# Add nested optimization problem in JuMP

I want to include an inner loop optimization (a fixed point iteration algorithm) inside my current optimization problem. I cannot figure out how to make it work… Any help/guidance/advice is truly appreciated!

The current optimization code is ipopt_jump (thanks to the help of @odow in this post). It tries to find theta[1:K, 1:L] and delta[1:H] to maximize the objective function. The dimension of theta is relatively small, K=11, L=5, but the dimension of delta H is very big, H > 2000. Optimizing over >2000 parameters takes forever to run.

There is a trick that the value of delta can be calculated for any theta using a fixed point algorithm. Then I only need to maximize over K*L = 55 parameters instead of >2055 parameters.

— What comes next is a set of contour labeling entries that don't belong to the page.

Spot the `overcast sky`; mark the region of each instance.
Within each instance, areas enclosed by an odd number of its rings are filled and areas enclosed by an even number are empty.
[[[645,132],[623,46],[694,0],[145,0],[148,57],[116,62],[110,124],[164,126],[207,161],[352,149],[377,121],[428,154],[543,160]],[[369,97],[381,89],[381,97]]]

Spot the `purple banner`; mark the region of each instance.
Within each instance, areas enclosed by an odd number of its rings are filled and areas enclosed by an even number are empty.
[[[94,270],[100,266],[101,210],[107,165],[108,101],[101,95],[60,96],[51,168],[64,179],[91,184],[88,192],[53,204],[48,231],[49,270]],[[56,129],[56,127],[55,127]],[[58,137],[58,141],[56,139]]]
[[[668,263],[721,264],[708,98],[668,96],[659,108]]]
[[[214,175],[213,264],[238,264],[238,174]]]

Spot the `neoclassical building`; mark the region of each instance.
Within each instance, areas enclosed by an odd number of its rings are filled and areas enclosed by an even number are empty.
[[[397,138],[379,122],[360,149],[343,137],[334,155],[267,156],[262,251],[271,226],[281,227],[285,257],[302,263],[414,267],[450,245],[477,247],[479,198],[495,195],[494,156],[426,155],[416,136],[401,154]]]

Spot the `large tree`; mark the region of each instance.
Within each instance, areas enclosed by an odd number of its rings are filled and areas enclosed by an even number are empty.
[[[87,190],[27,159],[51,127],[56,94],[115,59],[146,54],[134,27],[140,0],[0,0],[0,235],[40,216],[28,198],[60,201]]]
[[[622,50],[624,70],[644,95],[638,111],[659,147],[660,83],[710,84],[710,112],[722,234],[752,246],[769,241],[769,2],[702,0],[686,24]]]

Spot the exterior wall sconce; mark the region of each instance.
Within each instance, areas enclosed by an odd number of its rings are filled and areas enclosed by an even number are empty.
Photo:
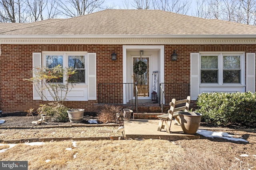
[[[178,54],[175,53],[176,51],[174,50],[173,51],[173,53],[172,55],[172,60],[175,61],[177,60],[177,57],[178,57]]]
[[[113,53],[111,54],[111,60],[116,60],[116,54],[114,53],[114,51],[113,51]]]

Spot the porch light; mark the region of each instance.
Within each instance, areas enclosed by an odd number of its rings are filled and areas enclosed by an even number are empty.
[[[176,50],[173,51],[173,53],[172,55],[172,60],[175,61],[177,60],[177,57],[178,57],[178,54],[175,53]]]
[[[116,54],[113,51],[113,53],[111,54],[111,60],[116,60]]]
[[[157,103],[157,93],[156,92],[153,92],[151,93],[151,100],[153,103]]]

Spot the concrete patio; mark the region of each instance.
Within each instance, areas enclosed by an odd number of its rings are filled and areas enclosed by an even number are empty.
[[[174,121],[172,122],[171,133],[168,133],[165,131],[157,131],[159,122],[159,120],[157,119],[130,119],[124,121],[124,125],[125,136],[132,139],[154,139],[172,141],[200,138],[200,136],[197,134],[191,135],[184,134],[180,126],[174,125]]]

delta can be expressed as a function of theta: \delta' = \delta + \ln s_h - \ln \hat{s}_h(\delta,\theta) . This will keep iterating until \delta' = \delta. \ln s_h is observed from the data, and \ln \hat{s}_h is \hat s_h(\delta,\theta) = \frac{1}{N} \sum_{i=1}^N \frac{\exp(\delta_h + X\theta Z)}{\sum_h \exp(\delta_h + X\theta Z)} .

I want to add an inner loop to solve for \delta(\theta) given \theta, then I only need to optimize over \theta. The outer loop is to maximize the objective function in ipopt_jump. I tried to incorporate the fixed point algorithm in ipopt_fp_jump, but it doesn’t work because of type incompatibility…

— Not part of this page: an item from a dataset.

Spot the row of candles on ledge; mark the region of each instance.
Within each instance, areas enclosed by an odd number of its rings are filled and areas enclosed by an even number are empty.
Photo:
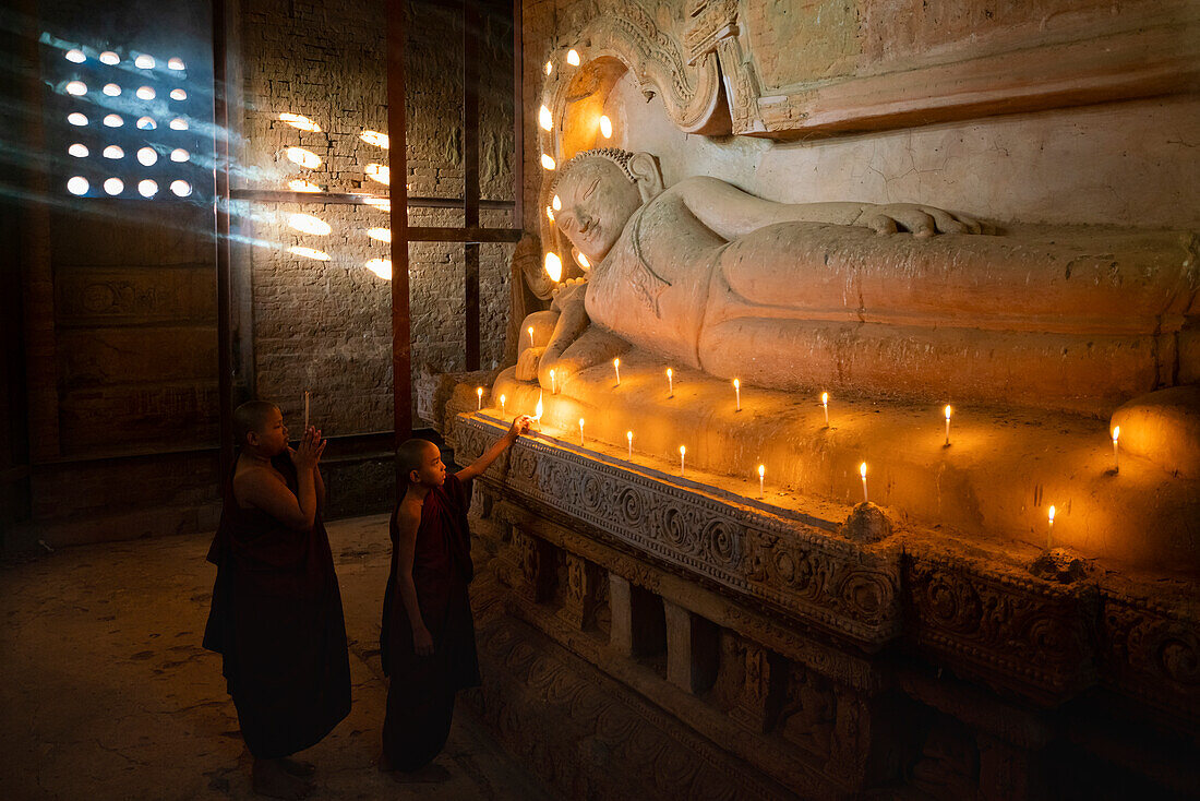
[[[528,333],[529,333],[529,341],[532,343],[533,342],[533,328],[532,327],[528,329]],[[619,387],[620,385],[620,359],[619,358],[612,360],[612,367],[613,367],[613,370],[617,373],[617,385]],[[666,378],[667,378],[667,397],[674,397],[674,371],[671,367],[666,369]],[[742,382],[738,378],[734,378],[733,382],[732,382],[732,384],[733,384],[734,411],[740,412],[742,411]],[[557,395],[558,394],[558,382],[557,382],[557,378],[556,378],[556,375],[554,375],[553,370],[550,371],[550,385],[551,385],[551,394],[552,395]],[[482,387],[476,387],[475,388],[475,395],[476,395],[476,399],[478,399],[476,408],[478,410],[482,410],[482,407],[484,407],[484,388]],[[307,399],[307,393],[305,393],[305,419],[306,420],[307,420],[307,417],[308,417],[307,416],[307,400],[308,400]],[[499,401],[500,401],[500,414],[503,416],[505,413],[504,407],[505,407],[505,402],[508,401],[508,399],[504,395],[500,395],[499,396]],[[829,426],[829,393],[821,393],[821,407],[822,407],[822,411],[824,412],[826,428],[828,428]],[[534,419],[535,420],[541,419],[541,413],[542,413],[542,405],[541,405],[541,397],[539,396],[536,414],[535,414]],[[949,444],[950,444],[950,417],[954,414],[954,408],[949,404],[947,404],[946,407],[942,410],[942,413],[946,417],[946,446],[944,447],[949,447]],[[583,424],[584,424],[584,419],[581,417],[580,418],[580,446],[581,447],[586,444],[584,443],[584,437],[583,437]],[[306,424],[305,428],[307,428],[307,424]],[[1112,472],[1114,473],[1120,472],[1120,470],[1121,470],[1120,438],[1121,438],[1121,426],[1117,425],[1117,426],[1114,426],[1114,429],[1112,429]],[[625,432],[625,440],[626,440],[626,444],[628,444],[628,456],[629,456],[630,460],[632,460],[632,458],[634,458],[634,432],[632,431],[626,431]],[[686,472],[686,459],[688,459],[688,448],[686,448],[686,446],[679,446],[679,474],[680,476],[684,476],[685,472]],[[766,465],[758,465],[758,497],[760,498],[762,498],[762,497],[766,496],[766,491],[764,491],[766,476],[767,476],[767,466]],[[859,478],[863,482],[863,501],[866,502],[870,498],[869,498],[868,489],[866,489],[866,462],[865,461],[862,462],[858,466],[858,476],[859,476]],[[1049,525],[1048,525],[1048,530],[1046,530],[1046,548],[1050,548],[1051,536],[1054,534],[1054,518],[1055,518],[1055,507],[1054,506],[1051,506],[1048,509],[1048,516],[1049,516]]]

A data sample can be found here.

function ipopt_jump(data, iter=10000, tol=1e-3)
X, Z, choice = data
N, L = size(Z)
H, K = size(X)
model = Model(Ipopt.Optimizer)
set_silent(model)
set_attributes(model, "tol" => tol, "max_iter" => iter)
@variable(model, theta[1:K, 1:L])
@variable(model, delta[1:H])
@expression(model, v, delta .+ (X * theta * Z'))
@NLexpression(model, evsum[i = 1:N], sum(exp(v[h, i]) for h = 1:H) + 1)
choice_h = sum(choice; dims = 1)
@NLobjective(
model,
Max,
sum(choice[h, i] * v[h, i] for h = 1:H, i = 1:N) -
sum(choice_h[i] * log(evsum[i]) for i = 1:N)
)
optimize!(model)
return objective_value(model), value.(theta), value.(delta)
end

function ipopt_fp_jump(data, iter=10000, tol=1e-3)
X, Z, choice, log_obs_s_h = data
N, L = size(Z)
H, K = size(X)
model = Model(Ipopt.Optimizer)
set_silent(model)
set_attributes(model, "tol" => tol, "max_iter" => iter)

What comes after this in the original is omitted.